GreenTongue:
What does "Space Opera" mean to you and what do you feel are good game and media examples?
For me "Space Opera" has a scope, scale, and focus that a lot of Sci-Fi leaves off.
Scope: While Space Opera often features a good amount of "galactic conflict", it's actually the individual conflict that matters most. The journey the hero takes, their arc, rather then the "Red vs Blue" nature of the backdrop conflict. The original Original Star Wars and the Prequels, both score well here, the Sequels flop, Firefly was all about this, as was Killjoys (though I think they missed a few marks) and Dark Matter was steeping in it.
Scale: Vast, like westerns,
time is spent between planets, between cities, time in the 'wilderness' to ficus on the characters rather than the plot or 'cinematics'. Scale-wise the original 3 Star Wars movies fall into Space Opera for me, the Prequels not quite as much, and the Sequels not at all. Star Trek can (but often doesn't), Firefly did, but Killjoys not very much. Dark Matter was actually very good here, despite near-instantaneous travel, it still felt like places were remote, distant, cut off.

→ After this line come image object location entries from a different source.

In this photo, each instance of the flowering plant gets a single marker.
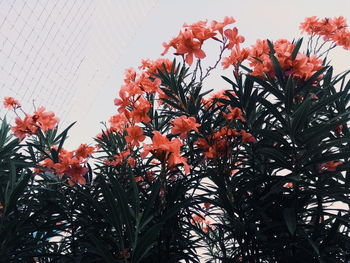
(250, 173)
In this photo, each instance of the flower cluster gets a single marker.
(189, 41)
(259, 57)
(30, 124)
(70, 164)
(331, 29)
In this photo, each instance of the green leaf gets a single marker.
(289, 216)
(300, 116)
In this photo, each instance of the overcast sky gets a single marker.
(149, 23)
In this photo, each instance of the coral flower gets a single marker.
(45, 120)
(25, 127)
(11, 103)
(190, 47)
(219, 26)
(183, 125)
(84, 151)
(233, 37)
(135, 135)
(166, 151)
(235, 114)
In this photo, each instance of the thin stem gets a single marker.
(222, 49)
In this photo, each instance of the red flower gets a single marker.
(135, 135)
(235, 114)
(183, 125)
(11, 103)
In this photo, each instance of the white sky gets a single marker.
(160, 21)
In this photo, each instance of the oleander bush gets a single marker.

Focus: Here I'm not sure I'm using a good term, but for me Space opera focuses less on the 'technology' than on the personal, the mythical/mystical/psychological features. Again Star Wars, all three trilogies lodge here firmly, as does Firefly and Dark Matter (kinda with DM), but Killjoys goes back and forth, some times it's softer "sci-fi", some times it's harder.
For me Killjoys was more "Cyberpunk in Space" than Space Opera... Dark Matter kinda fits that as well (so does Firefly), but then Cyberpunk is very Western in it's themes, so it stands to reason that Space Westerns would feel rather more Cyberpunky than Soap Operatic). I actually classify both Firefly and Dark Matter as Space Westerns, Killjoy as SpacePunk, and Star Trek as SciFi).
This message had punctuation tweaked by the user at 23:39, Fri 07 Jan 2022.